XXX RIDEF ITALIA 2014

RENCONTRE INTERNATIONALE DES EDUCATEURS FREINET

XXX Ridef Italia

Centro Internazionale Loris Malaguzzi | Via Bligny, 1-A - 42100

Reggio nell'Emilia | 21-30 luglio 2014

Sguardi che cambiano il mondo

Abitare insieme
le città delle bambine e dei bambini

Situazione del lavoro minorile nel Benin

Incidenza e natura del lavoro minorile nel Benin

Diffuso in tutti gli ambienti, sia rurali che urbani, il lavoro minorile riguarda i bambini senza distinzione di sesso. Nell’insieme, le statistiche disponibili in seguito all’Inchiesta Nazionale Sul Lavoro Minorile (ENTE) rivelano che 664.537 minori ( 34% ) hanno un’occupazione lavorativa,  598.221 minori ( 30.7 % ) sono costretti a svolgere lavori socialmente e/o eticamente inaccettabili e 460.297 minori ( 23.6 % ) lavorano in condizioni pericolose. Il settore agricolo  assorbe la maggior parte della manodopera  infantile e giovanile ( 64.5 % dei minori lavoratori). I ragazzi sono rappresentati in quantità maggiore delle ragazze ( 73.2 % dei maschi contro il 54.9 % delle ragazze). Al contrario, nel settore dei servizi che è il secondo utilizzatore della manodopera infantile e giovanile ( 28.7 % ),  le ragazze sono più rappresentate dei ragazzi ( 37.7 % delle ragazze lavoratrici rispetto al 20.6 % dei ragazzi). L’inchiesta mostra anche che non si verificano significative discriminazioni di sesso fra i ragazzi costretti a lavori inaccettabili o  lavori pericolosi ( 30.4 % dei ragazzi e 30.9 % delle ragazze svolgono attività non accettabili e  nella fascia d’età dei 5-11 anni, il 63.7 % dei maschi rispetto al 63.8 % delle femmine sono  costretti ad effettuare lavori pericolosi ). Tuttavia più l’età aumenta più i minori corrono il rischio di  essere inseriti in attività non accettabili  ( 29.5 % fra i 5 e gli 11 anni, 31.8 % fra i 12 e 13 anni, ed il 33 % tra i 14 e i 17 anni ).

Le principali attività nelle quali si notano le peggiori forme di lavoro minorile nel Benin  sono: la prostituzione, lo sfruttamento delle cave di sabbia, lo sfruttamento delle cave di ghiaia, di granito e di pietre ornamentali, la frantumazione delle pietre, lo sfruttamento delle miniere d’oro, l’estrazione della sabbia lagunare, l’accattonaggio, i lavori agricoli e la mungitura.

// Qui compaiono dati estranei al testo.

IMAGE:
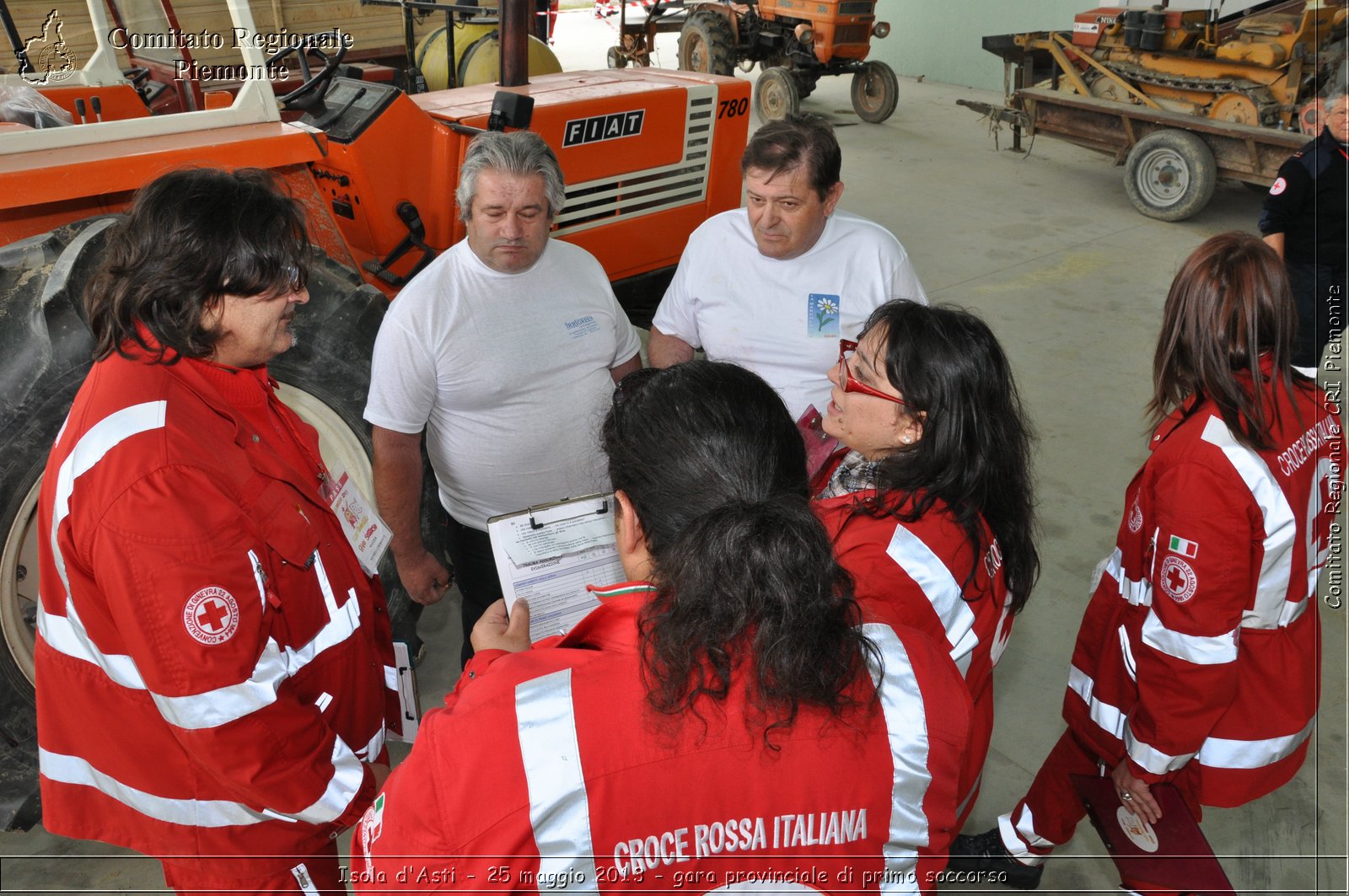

Le statistiche riportate prendono in considerazione anche i minori apprendisti nell’ambito di mestieri artigianali ( muratori, lattonieri, meccanici, elettricisti, gommisti, falegnami, saldatori, sarti, parrucchieri, fabbri ecc.) , quelli che lavorano nel commercio informale,  nei bar,  nelle rivendite di benzina adulterata , i commercianti ambulanti ( i ragazzi nei mercati, lungo le strade, ai semafori,  con o senza carrello), i ragazzi che maneggiano prodotti chimici e quelli utilizzati nei lavori sotterranei .

Tutti i dipartimenti del Benin sono coinvolti nel problema, comprese le grandi città dove le ragazze minorenni sono occupate soprattutto nei lavori domestici e i ragazzi nei cantieri edili. Essi sono sottoposti a lunghi turni di lavoro e spesso non hanno possibilità di riposo e di svago.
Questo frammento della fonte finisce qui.